Kendine “Demokrat” Batı’nın İkiyüzlülüğü ve Türkiye
Sevgili okuyucularım, hâlen Suriye'de süregelen Esad'ın zulmüne ve Mısır'daki Sisi'li darbe yönetiminin sergilediği katliamlara bigâne ve sessiz kalan Batı'nın bu tavrı, 'demokrasi'nin onlar için ne anlama geldiğini bütün çıplaklığıyla ortaya koymuş durumdadır.
İnsan hakları, hürriyet, demokrasi denildiğinde, 'bu kavramların öncüsü ve uygulayıcısı' benim diyen fakat söz konusu kendi coğrafyası dışındaki ülkeler olunca kendi çıkarlarını gözeten Batı'nın bu ikiyüzlülüğü, yine Başbakan Erdoğan'ın deyimiyle 'İşlenen cinayetlere ortaklık etmek'ten başka bir şey değildir.
***
Sağlık ve Turizm eski Bakanı, değerli dostum Bülent Akarcalı, gönderdiği yazısında, Özal döneminden başlayarak günümüze kadar, Batı'nın nasıl çifte standartlı davrandığını teferruatıyla anlatıyor:
"Saddam, Halepçe' de, başta Fransa olmak üzere ABD ve Avrupa ülkelerinin sattığı silahlarla çoluk çocuk demeden kendi vatandaşlarını katledip gazla zehirleyerek öldürdü. Türkiye Halepçe gazlı katliamından kaçan 40.000 Kuzey Iraklı Kürt komşusuna kucak açtı.
1990'da İkinci Körfez Savaşı'nda bir gecede bu sefer yarım milyon Kuzey Iraklı ayakkabısını dahi giymeye fırsat bulamadan can havliyle yine Türkiye'ye sığındı. Ülkenin dört bir yanından, ânında binlerce yiyecek -içecek -giyecek dolu kamyonlar akın akın yardıma koştu.

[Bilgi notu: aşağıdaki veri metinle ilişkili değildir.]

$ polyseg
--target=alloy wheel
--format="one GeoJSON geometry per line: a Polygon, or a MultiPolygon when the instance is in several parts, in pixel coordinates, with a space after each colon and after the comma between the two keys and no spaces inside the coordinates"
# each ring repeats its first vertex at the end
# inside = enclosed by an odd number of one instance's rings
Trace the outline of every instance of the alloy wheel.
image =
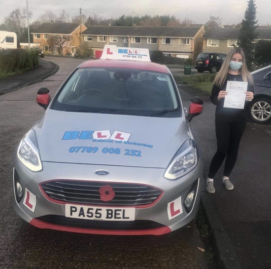
{"type": "Polygon", "coordinates": [[[264,101],[256,102],[251,107],[251,115],[259,121],[267,120],[271,117],[271,106],[264,101]]]}

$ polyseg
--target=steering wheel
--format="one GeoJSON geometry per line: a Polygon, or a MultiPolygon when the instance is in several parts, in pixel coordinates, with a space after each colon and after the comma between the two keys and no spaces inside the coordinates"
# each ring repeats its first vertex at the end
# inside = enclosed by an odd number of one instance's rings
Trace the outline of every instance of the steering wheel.
{"type": "Polygon", "coordinates": [[[104,93],[102,91],[101,91],[101,90],[99,90],[98,89],[88,89],[87,90],[85,90],[82,93],[82,95],[83,95],[84,94],[88,94],[89,93],[89,92],[92,91],[99,92],[101,96],[103,96],[103,94],[104,94],[104,93]]]}

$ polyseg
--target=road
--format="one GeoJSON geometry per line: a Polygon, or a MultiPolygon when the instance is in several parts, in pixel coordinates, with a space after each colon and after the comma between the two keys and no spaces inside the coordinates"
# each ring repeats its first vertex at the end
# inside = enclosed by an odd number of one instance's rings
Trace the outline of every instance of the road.
{"type": "MultiPolygon", "coordinates": [[[[194,134],[203,152],[206,178],[216,150],[215,106],[204,94],[188,86],[179,86],[184,105],[192,97],[204,101],[203,113],[192,120],[194,134]]],[[[215,178],[212,195],[220,218],[244,269],[271,268],[271,124],[248,122],[240,143],[237,162],[231,176],[234,190],[222,183],[221,168],[215,178]]],[[[222,166],[223,167],[223,166],[222,166]]]]}
{"type": "Polygon", "coordinates": [[[0,96],[0,269],[176,269],[208,268],[192,222],[161,236],[83,234],[40,230],[21,219],[12,204],[12,157],[25,133],[42,116],[35,102],[41,87],[52,97],[83,61],[45,57],[60,67],[40,83],[0,96]]]}

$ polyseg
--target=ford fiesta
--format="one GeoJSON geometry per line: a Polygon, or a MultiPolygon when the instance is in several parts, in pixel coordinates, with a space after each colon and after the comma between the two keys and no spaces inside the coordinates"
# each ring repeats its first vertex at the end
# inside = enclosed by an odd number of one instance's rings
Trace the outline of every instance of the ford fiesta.
{"type": "Polygon", "coordinates": [[[41,229],[170,232],[198,211],[203,163],[189,121],[203,102],[193,98],[186,115],[169,71],[148,50],[107,47],[52,100],[39,90],[46,111],[17,150],[15,208],[41,229]]]}

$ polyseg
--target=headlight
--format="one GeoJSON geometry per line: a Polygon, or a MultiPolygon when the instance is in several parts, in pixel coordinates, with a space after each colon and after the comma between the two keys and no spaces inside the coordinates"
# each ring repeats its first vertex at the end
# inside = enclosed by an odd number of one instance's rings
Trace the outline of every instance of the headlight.
{"type": "Polygon", "coordinates": [[[180,148],[164,175],[168,179],[176,179],[186,175],[198,163],[198,154],[194,140],[188,139],[180,148]]]}
{"type": "Polygon", "coordinates": [[[30,139],[30,136],[32,137],[34,136],[34,139],[36,139],[33,130],[29,132],[21,141],[17,155],[19,159],[29,169],[33,172],[38,172],[42,170],[42,165],[38,150],[30,139]]]}

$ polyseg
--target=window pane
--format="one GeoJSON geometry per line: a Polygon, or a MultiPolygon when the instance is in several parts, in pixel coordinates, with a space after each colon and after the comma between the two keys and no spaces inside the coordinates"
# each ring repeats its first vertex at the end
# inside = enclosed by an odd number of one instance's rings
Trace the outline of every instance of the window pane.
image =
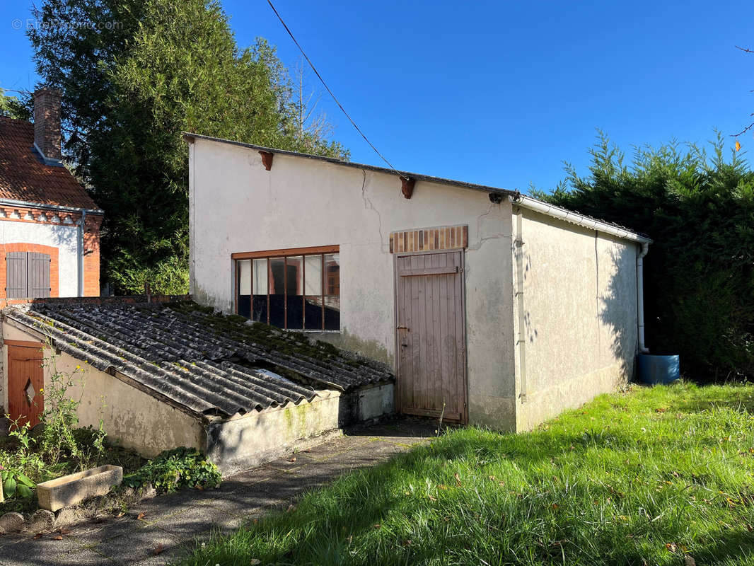
{"type": "Polygon", "coordinates": [[[253,320],[267,324],[267,260],[254,260],[253,283],[254,291],[252,303],[253,320]]]}
{"type": "Polygon", "coordinates": [[[251,260],[236,262],[236,306],[241,316],[251,317],[251,260]]]}
{"type": "Polygon", "coordinates": [[[286,258],[286,301],[288,306],[287,328],[304,328],[304,257],[286,258]]]}
{"type": "Polygon", "coordinates": [[[254,260],[254,294],[267,294],[267,260],[254,260]]]}
{"type": "Polygon", "coordinates": [[[322,330],[322,297],[306,297],[306,329],[322,330]]]}
{"type": "Polygon", "coordinates": [[[238,294],[251,294],[251,260],[242,260],[238,266],[238,294]]]}
{"type": "Polygon", "coordinates": [[[285,260],[270,260],[270,324],[285,328],[285,260]]]}
{"type": "Polygon", "coordinates": [[[340,330],[340,255],[325,258],[325,330],[340,330]]]}
{"type": "Polygon", "coordinates": [[[306,294],[322,294],[322,256],[306,256],[306,294]]]}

1989'da Komünist Bulgaristan Başkanı Jivkov'un başlattığı 'adını, dilini, dinini değiştir' zulmü sonucu 300.000 soydaşımız 6 asırdır yaşadığı topraklarda her şeylerini bırakarak Türkiye'ye sığındı.
Ne ABD ne Avrupa basınında Jivkov'u kınayan en ufak bir ilana rastlamadık.
1992'den itibaren Saraybosnalılar Müslüman ve de Türk kabul edildikleri için düzenli ve sürekli soykırıma tabi tutuldular, hatta bir kısmı BM'ye bağlı Hollandalı subay ve askerlerinin gözleri önünde umursamazlıkla katledildi. Bu vahşeti lânetleyen herhangi bir ilâna rastlamadığımız gibi, yıllar sonra katliama göz yuman Hollandalı subay ve askerler Hollanda Devletince madalyalara layık görüldüler.
30 yıl boyunca devam eden PKK vahşetinde öldürülen Asker ve Polis şehitlerimizden vazgeçtim, beş bin'in üstünde çocuk- kadın- yaşlı ve sivil için tavır koymuş kaç Batılı ismi sayabilirsiniz? Öyle bir ilana öncülük eden Türk aydınına da rastlanmadı.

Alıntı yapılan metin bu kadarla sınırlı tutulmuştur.